Le photographe et artiste-peintre Pierre Argo a retrouvé la serre natale. Contrairement à son habitude, il ne repartira pas. Il a décidé de se consacrer à la transmission des valeurs à ceux qui voudront bien l’entendre.

En 2016, Pierre Argo met fin à ses pérégrinations. Il avait pris le large en 1981 pour mieux vivre son art. L’année dernière, il a fait le choix de retrouver son pays natal pour de bon. L’artiste-peintre s’installe définitivement à Maurice après 35 années passées à capter les images et les couleurs dans des contrées les unes plus éloignées que les autres. Paris était son point de départ pour divers pèlerinages.

Les fréquents voyages de Pierre Argo étaient sources d’enrichissement, mais l’artiste ressentait aussi de la frustration. «Je ne pouvais entreprendre quelque chose de durable ici. J’étais toujours en partance. À chaque fois, on me demandait quand je partais et bien souvent c’était demain», regrette Pierre Argo.

Aujourd’hui, l’artiste de 76 ans veut prendre son temps pour se consacrer aux jeunes. «Je me rends compte que la transmission n’a pas été assurée.» Et comme pour rattraper le temps perdu, Pierre Argo s’active auprès d’un groupe. «À la demande du management du Caudan Waterfront, une fois par semaine, j’enseigne l’histoire de l’art à des jeunes de la région.»

C’est une démarche qu’il voulait entreprendre depuis longtemps. «J’ai mené une vie entre deux avions. Mais aujourd’hui, je suis ravi de pouvoir m’associer à un projet de partage.» C’est d’autant plus gratifiant que ses jeunes élèves, toujours plus enthousiastes, répondent présents chaque semaine.
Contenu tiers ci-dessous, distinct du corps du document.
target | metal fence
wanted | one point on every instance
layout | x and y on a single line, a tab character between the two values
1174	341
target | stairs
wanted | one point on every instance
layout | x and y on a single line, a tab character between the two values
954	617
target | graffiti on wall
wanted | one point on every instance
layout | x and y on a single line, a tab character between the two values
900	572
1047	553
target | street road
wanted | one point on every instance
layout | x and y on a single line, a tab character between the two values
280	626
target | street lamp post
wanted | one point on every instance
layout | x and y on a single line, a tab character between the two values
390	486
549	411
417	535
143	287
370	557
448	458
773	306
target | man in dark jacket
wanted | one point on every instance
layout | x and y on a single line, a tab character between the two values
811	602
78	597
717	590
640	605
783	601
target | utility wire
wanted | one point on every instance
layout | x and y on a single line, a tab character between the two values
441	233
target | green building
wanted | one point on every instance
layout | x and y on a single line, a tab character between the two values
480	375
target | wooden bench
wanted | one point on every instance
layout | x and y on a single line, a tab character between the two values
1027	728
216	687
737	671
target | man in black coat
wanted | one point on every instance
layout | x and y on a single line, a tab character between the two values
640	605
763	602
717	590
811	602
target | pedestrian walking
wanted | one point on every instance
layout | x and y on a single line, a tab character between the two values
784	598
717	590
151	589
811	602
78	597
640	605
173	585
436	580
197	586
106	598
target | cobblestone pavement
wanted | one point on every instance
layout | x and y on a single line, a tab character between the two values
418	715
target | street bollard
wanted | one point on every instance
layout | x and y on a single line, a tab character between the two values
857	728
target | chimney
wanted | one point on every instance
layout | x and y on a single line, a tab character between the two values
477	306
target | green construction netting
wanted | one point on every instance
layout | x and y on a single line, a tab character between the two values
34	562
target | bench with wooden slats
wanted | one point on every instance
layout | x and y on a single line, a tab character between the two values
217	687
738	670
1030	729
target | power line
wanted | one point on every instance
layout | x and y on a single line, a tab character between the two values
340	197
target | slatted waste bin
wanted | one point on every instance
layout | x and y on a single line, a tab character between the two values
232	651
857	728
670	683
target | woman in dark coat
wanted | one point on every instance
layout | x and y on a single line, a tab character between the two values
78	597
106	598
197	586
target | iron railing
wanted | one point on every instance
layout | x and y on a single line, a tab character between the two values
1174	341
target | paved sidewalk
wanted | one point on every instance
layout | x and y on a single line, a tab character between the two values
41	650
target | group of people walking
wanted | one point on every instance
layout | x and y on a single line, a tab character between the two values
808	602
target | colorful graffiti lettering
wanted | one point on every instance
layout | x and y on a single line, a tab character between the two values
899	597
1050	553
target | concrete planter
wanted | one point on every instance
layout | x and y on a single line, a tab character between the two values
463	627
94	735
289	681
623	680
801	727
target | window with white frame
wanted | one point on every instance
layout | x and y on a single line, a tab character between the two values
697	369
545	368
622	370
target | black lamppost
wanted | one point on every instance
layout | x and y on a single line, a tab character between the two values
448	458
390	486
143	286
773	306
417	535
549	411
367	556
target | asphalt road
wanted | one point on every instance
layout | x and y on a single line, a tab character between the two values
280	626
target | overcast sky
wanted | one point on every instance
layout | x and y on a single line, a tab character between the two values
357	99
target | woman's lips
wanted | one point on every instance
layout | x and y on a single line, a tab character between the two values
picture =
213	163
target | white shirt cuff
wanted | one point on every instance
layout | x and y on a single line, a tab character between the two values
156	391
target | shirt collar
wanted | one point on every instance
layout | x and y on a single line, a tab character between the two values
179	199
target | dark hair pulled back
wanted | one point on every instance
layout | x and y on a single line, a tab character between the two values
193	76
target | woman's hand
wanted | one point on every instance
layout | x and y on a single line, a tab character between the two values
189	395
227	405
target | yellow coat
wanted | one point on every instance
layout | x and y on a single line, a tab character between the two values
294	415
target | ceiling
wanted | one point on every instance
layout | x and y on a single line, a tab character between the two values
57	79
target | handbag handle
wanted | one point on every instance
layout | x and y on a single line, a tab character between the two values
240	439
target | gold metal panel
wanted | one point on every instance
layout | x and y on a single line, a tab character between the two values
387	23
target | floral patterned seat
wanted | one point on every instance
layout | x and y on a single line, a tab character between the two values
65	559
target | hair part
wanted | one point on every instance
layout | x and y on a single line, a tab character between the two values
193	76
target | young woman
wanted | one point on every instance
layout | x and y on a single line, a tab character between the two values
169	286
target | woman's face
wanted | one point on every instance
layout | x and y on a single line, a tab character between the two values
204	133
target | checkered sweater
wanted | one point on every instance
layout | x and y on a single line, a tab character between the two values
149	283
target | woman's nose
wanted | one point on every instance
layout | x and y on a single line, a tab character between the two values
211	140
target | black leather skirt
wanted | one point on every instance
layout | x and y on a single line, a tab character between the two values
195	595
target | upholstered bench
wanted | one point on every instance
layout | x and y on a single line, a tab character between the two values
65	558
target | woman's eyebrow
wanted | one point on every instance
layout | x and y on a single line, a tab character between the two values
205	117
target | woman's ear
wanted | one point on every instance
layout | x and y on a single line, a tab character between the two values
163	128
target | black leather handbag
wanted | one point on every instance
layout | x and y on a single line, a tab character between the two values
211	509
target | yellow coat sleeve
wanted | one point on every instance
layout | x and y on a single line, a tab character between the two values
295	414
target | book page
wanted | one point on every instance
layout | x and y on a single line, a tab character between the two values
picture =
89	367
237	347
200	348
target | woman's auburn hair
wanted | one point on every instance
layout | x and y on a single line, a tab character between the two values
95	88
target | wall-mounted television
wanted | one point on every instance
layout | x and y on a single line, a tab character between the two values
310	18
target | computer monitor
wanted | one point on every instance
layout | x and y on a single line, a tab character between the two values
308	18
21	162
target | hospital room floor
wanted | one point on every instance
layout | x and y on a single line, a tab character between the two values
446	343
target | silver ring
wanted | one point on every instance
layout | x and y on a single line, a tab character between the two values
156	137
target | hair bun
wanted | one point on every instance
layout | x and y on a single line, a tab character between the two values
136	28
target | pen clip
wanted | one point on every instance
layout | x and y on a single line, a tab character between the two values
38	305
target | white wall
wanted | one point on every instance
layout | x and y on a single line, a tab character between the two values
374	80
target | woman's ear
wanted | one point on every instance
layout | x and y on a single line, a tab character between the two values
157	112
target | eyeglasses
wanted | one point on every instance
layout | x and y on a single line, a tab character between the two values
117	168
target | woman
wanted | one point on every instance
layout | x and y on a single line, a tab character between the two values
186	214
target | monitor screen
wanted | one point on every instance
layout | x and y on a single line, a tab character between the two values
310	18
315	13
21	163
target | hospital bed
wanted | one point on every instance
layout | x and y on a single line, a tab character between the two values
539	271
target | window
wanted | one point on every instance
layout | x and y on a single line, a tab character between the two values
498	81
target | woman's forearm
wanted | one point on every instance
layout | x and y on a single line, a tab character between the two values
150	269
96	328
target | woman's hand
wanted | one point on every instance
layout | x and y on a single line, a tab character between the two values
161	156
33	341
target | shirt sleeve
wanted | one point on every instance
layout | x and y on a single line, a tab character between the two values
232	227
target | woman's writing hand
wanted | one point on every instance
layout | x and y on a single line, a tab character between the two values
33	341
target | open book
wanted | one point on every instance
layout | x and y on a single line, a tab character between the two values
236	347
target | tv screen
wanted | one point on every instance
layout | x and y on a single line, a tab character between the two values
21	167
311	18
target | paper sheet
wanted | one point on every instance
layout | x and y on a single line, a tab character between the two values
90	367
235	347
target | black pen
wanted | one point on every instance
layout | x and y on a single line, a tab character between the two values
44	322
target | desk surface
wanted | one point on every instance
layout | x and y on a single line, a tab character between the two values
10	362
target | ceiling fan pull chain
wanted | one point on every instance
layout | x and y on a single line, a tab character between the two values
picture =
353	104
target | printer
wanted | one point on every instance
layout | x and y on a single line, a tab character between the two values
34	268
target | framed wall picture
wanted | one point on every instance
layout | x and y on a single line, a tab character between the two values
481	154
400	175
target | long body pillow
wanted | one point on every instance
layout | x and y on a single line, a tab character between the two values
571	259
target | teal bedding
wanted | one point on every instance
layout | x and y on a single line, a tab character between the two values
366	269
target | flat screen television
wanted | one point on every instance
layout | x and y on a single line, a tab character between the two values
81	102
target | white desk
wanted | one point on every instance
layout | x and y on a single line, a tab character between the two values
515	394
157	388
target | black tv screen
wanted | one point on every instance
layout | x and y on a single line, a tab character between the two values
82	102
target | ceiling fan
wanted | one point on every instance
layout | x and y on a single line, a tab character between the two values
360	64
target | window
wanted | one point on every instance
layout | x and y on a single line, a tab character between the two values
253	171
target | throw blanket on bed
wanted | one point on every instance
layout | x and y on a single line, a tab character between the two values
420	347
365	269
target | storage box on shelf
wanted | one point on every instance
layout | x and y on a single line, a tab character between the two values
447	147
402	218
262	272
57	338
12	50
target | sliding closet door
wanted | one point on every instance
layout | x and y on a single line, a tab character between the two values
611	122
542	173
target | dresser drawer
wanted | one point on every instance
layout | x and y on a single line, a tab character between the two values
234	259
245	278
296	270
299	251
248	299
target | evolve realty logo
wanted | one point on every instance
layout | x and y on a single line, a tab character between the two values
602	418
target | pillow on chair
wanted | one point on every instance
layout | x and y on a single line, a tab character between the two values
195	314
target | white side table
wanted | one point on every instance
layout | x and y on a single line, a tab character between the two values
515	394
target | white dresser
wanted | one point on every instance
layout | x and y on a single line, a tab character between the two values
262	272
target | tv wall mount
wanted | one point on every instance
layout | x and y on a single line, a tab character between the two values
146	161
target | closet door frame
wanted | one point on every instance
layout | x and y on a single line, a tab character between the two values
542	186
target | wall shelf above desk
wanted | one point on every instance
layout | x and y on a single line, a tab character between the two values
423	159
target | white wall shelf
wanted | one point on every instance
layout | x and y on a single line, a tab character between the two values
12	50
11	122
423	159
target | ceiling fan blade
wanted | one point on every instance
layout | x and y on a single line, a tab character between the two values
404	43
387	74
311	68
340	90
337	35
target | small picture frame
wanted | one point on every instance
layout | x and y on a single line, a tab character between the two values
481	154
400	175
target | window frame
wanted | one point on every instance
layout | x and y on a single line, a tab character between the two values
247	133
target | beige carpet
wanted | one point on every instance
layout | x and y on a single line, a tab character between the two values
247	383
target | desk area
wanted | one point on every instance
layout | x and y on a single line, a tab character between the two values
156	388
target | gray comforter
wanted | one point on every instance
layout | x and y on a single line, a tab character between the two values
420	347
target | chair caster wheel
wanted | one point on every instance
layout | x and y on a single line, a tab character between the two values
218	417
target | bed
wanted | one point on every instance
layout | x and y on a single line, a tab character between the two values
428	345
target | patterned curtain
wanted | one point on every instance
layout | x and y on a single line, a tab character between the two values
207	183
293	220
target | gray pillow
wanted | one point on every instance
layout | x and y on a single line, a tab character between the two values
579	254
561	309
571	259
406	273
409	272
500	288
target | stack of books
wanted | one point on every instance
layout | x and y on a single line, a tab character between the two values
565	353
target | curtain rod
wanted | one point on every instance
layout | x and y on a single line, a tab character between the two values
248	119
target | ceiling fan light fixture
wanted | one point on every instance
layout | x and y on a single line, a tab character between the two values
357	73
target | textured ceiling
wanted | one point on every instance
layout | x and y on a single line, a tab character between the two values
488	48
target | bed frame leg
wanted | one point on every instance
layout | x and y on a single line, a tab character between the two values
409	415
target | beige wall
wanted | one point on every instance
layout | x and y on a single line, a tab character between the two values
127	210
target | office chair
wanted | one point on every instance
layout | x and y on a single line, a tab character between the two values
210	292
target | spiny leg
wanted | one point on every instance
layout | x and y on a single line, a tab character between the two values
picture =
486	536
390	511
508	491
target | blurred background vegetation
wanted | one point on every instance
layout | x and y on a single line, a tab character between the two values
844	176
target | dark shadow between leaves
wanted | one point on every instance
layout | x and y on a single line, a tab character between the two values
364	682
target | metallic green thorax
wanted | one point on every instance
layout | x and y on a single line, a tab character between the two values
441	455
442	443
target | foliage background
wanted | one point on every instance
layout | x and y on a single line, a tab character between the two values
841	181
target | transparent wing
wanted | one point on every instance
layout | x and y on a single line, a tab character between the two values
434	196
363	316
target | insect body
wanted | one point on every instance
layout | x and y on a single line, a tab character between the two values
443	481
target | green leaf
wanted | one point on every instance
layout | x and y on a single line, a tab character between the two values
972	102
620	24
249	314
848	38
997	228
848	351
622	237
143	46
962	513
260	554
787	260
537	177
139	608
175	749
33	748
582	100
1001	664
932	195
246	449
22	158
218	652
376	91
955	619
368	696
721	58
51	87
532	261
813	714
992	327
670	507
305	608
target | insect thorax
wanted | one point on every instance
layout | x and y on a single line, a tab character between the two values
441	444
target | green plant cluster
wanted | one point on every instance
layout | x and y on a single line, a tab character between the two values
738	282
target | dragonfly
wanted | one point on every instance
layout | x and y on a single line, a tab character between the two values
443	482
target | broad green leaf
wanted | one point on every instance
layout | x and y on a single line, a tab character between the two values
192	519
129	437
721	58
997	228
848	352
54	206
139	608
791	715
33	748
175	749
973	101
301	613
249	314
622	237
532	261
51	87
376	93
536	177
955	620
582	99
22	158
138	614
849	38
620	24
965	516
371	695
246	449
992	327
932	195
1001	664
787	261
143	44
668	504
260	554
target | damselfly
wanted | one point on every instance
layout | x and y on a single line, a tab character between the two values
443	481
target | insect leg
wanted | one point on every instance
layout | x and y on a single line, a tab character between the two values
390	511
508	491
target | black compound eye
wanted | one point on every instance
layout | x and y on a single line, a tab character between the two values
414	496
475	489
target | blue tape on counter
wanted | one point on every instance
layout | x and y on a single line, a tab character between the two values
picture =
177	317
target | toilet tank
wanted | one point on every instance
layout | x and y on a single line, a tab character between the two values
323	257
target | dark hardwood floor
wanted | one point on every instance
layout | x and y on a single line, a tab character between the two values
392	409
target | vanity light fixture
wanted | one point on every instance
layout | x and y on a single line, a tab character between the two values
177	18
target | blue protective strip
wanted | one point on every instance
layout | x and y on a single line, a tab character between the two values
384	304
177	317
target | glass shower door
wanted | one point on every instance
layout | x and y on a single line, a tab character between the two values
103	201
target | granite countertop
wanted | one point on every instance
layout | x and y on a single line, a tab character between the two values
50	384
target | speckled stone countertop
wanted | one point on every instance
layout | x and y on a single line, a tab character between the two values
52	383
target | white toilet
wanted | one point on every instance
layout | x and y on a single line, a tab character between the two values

Pierre Argo met bientôt le cap sur Rodrigues. «On doit faire quelque chose pour la jeunesse rodriguaise», confie l’artiste. Sur invitation de l’Assemblée régionale, il participera à un projet d’éducation à l’art et la culture.

Toutefois, l’artiste ne s’arrête pas là. Il affiche une détermination à partager son expérience avec des compatriotes. Ainsi, Pierre Argo envisage bientôt d’ouvrir son atelier à Rose-Hill, une fois par semaine pendant deux heures, à de jeunes artistes qui voudront bien y venir. «J’y placerai plusieurs chevalets et ceux qui le veulent bien pourront venir vivre cette expérience de partage entre plasticiens.»

«Nous sommes un peuple mirage»

Et quid de l’apport du ministère de la Culture ? C’est le sujet qui fâche. Pierre Argo s’emporte. Selon lui, «le ministère de la Culture est un lieu de fonctionnariat, ce n’est qu’un organisateur de célébrations». L’artiste estime que «seulement 3 % du budget du ministère va aux artistes». Il s’en désole. «C’est triste à dire, mais toutes les grandes initiatives artistiques se font en dehors du ministère.»

Pourtant, Pierre Argo a lui-même été fonctionnaire dans sa jeunesse. Il était affecté au service cartographique au ministère du Logement et des terres. «C’est sans doute à cette époque que j’ai été attiré par la photographie aérienne», fait remarquer le photographe.

L’homme se souvient comment, à ses débuts, il a été guidé par le «grand technicien allemand» Siegfried Sammer. «Cet homme a enseigné à l’Académie de Venise. Il est venu à Maurice après avoir passé un moment à Madagascar. Siegfried voulait, à sa manière, revivre l’expérience de Gauguin aux îles Marquises», se souvient l’élève Pierre Argo.

Deux fois par semaine, Pierre Argo et ses amis Youssouf Wachill, Serge Selvon, Yves David, William Clarke et Yves Rassou, entre autres, suivaient les conseils du maître. Tantôt à la mairie de Port-Louis, tantôt à celle de Rose-Hill. Ces mairies avaient offert un contrat à Siegfried Sammer. Donc, les pouvoirs publics prenaient des initiatives en faveur de l’art.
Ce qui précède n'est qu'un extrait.